Setanta1, thanks for that - I've been wondering about Belling as they're a fraction of the price of Neff.  I reckon I'll only use the big oven once a year and the little one will do the rest of the year.  I'm still looking at ovens and hobs and for a kitchen fitter (none I've spoken to so far inspired confidence).


----------



## tara83 (23 Apr 2008)

If you think you will be using the smaller oven most of the time make sure that both ovens are fan ovens.  With the cheaper brands such as Belling this is not the case.  The top oven is just a standard oven which I for one can't cook with as I'm used to the quicker and more even cooking of a fan oven.  This may be one of the reason the Neff is more expensive.


----------



## gnubbit (23 Apr 2008)

Good tip Tara.  I think we would be mainly using the top oven so this is something we'll look for.  It would be nice to find a decent oven for less than 1500 though!


----------



## MandaC (23 Apr 2008)

The real reason mine did not fit in was because of the Kickboard and the depth of the granite.  Mine was a new house, hence kitchen was prebuilt by the builders.  They did leave enough space for the over and hob, but did not think to check heights!  Some of the gas hobs are very deep and if your worktop is only 28mm.  My granite was about 30mm and it did not fit a gas hob.  However, if you are getting a proper kitchen fitter, he should be able to get around this.
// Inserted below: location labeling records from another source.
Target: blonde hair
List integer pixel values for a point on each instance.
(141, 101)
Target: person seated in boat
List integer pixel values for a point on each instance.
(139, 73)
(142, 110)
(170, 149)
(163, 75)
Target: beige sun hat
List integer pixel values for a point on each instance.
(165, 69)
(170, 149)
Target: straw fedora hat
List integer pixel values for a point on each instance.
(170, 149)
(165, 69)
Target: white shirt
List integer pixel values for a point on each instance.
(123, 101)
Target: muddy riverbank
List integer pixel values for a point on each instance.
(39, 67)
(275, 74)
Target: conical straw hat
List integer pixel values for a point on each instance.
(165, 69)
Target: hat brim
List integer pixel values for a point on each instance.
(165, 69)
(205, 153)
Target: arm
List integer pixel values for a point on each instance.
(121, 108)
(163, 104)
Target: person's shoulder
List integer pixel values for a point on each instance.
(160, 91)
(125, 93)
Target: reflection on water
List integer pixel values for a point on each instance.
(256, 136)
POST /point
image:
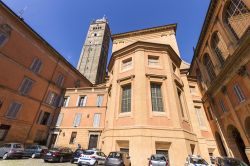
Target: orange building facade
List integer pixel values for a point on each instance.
(33, 78)
(221, 64)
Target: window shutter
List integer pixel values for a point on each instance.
(40, 117)
(49, 120)
(59, 120)
(85, 101)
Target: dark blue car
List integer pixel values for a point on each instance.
(35, 151)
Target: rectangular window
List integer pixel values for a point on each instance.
(239, 93)
(82, 101)
(65, 101)
(13, 110)
(52, 98)
(156, 97)
(25, 86)
(153, 61)
(77, 119)
(99, 100)
(59, 119)
(36, 65)
(96, 122)
(192, 89)
(222, 106)
(60, 80)
(73, 138)
(44, 118)
(126, 64)
(200, 116)
(3, 131)
(126, 98)
(181, 102)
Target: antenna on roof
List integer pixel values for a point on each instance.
(21, 12)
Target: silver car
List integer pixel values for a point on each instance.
(158, 160)
(11, 150)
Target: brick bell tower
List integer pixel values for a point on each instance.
(93, 59)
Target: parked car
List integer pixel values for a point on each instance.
(91, 157)
(76, 155)
(118, 159)
(35, 151)
(195, 160)
(11, 150)
(226, 161)
(58, 154)
(158, 160)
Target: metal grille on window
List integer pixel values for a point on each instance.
(36, 65)
(218, 47)
(209, 66)
(13, 110)
(25, 86)
(156, 97)
(237, 17)
(239, 93)
(126, 98)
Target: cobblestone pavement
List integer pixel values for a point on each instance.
(31, 162)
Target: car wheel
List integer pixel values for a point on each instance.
(5, 156)
(33, 156)
(61, 159)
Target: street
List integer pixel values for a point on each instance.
(31, 162)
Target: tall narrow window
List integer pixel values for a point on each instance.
(77, 119)
(25, 86)
(73, 138)
(153, 61)
(96, 122)
(36, 65)
(126, 98)
(99, 100)
(82, 101)
(59, 120)
(181, 102)
(66, 101)
(126, 64)
(238, 92)
(209, 66)
(13, 110)
(60, 80)
(200, 116)
(52, 99)
(222, 106)
(237, 17)
(156, 97)
(217, 46)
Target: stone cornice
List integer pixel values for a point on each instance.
(145, 46)
(145, 31)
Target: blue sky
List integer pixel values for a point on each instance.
(64, 23)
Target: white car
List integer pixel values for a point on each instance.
(92, 157)
(195, 160)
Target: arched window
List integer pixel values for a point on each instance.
(218, 47)
(209, 66)
(237, 17)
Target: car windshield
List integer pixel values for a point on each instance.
(157, 158)
(197, 161)
(88, 152)
(17, 146)
(234, 162)
(114, 155)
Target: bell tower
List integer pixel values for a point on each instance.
(93, 59)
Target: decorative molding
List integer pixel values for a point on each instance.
(131, 77)
(163, 77)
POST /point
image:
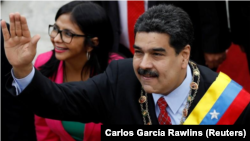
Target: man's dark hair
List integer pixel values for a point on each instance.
(168, 19)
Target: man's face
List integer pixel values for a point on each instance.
(156, 64)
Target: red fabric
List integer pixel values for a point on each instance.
(236, 66)
(235, 109)
(163, 117)
(135, 9)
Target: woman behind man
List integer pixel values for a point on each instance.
(82, 37)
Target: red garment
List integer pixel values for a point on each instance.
(52, 130)
(163, 117)
(135, 9)
(236, 66)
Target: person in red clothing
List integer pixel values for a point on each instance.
(82, 48)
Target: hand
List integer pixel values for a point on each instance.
(214, 60)
(20, 48)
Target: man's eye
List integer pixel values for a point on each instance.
(137, 51)
(157, 54)
(55, 28)
(66, 33)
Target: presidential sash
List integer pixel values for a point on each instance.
(222, 104)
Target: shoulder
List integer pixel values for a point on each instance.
(42, 58)
(122, 65)
(208, 76)
(115, 56)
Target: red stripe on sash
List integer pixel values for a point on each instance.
(235, 109)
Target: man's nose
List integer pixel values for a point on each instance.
(146, 62)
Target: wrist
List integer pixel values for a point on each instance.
(21, 72)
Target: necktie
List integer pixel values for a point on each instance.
(163, 117)
(135, 9)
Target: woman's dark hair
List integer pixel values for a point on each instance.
(91, 18)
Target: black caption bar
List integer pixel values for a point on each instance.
(178, 131)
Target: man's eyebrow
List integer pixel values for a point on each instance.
(160, 49)
(136, 47)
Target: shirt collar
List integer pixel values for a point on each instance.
(176, 98)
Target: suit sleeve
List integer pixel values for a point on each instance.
(88, 101)
(43, 132)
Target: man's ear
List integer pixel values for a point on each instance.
(185, 54)
(95, 41)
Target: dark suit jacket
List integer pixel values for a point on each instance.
(111, 97)
(17, 121)
(208, 16)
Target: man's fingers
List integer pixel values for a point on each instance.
(12, 25)
(25, 28)
(34, 40)
(5, 30)
(18, 27)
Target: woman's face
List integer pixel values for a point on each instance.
(74, 49)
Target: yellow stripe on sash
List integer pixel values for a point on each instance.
(208, 100)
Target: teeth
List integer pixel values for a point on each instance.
(58, 48)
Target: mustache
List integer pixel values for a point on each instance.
(147, 72)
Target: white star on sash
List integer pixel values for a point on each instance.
(214, 114)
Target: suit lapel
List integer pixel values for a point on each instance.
(201, 91)
(151, 108)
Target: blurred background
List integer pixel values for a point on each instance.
(39, 14)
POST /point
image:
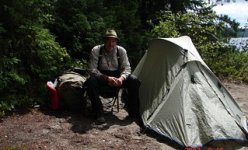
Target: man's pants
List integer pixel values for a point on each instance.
(132, 85)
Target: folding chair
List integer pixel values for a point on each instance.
(109, 92)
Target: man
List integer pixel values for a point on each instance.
(109, 66)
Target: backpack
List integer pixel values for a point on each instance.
(71, 91)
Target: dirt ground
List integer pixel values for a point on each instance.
(43, 129)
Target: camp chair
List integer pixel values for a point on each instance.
(109, 92)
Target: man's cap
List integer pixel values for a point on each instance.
(111, 33)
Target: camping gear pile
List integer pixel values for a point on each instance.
(68, 92)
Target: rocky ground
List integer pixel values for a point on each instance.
(44, 129)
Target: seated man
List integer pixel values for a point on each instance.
(109, 66)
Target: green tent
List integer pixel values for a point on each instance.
(181, 98)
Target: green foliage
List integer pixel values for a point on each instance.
(39, 39)
(29, 53)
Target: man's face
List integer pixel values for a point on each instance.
(110, 43)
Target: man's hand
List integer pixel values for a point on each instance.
(115, 82)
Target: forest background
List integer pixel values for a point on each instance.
(39, 39)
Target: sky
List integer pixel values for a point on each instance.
(237, 11)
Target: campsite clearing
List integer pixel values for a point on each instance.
(45, 130)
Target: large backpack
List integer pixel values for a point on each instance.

I got my Neff Oven for €650 (last July) on account of knowing someone in the trade. That same person has a Belling oven herself having previously had Neff Stuff herself and would not rate it.

I've just checked your model, mine is not the exact same, it is U1722 (for built in under) and not eye level.  It was a pure pain having to search for a skinny ceramic hob.  I ended up having to get a Zanussi.  This has no buttons, but digitital kind of keys and worked out very expensive for what it is.!  Joe is right about some of the gas hobs being 55mm thick.  There is just one part that is that, but it just happens to be at a part where the cooker extends up too, if you know what I mean.


----------



## gnubbit (23 Apr 2008)

Thanks MandaC, I've already started looking at other hob options - from what you say my thin worktop could be a problem.  Like you, I wanted gas but may well have to go for ceramic.  Which model did you go for in the end?

Interesting that neither you nor your friend rate Neff that highly.  I think I'll go for a cheaper brand since I'm not exactly Nigella or Delia!

Hopefully I'll find an amazingly good kitchen fitter who won't charge the earth and will make everything fit in no problem


----------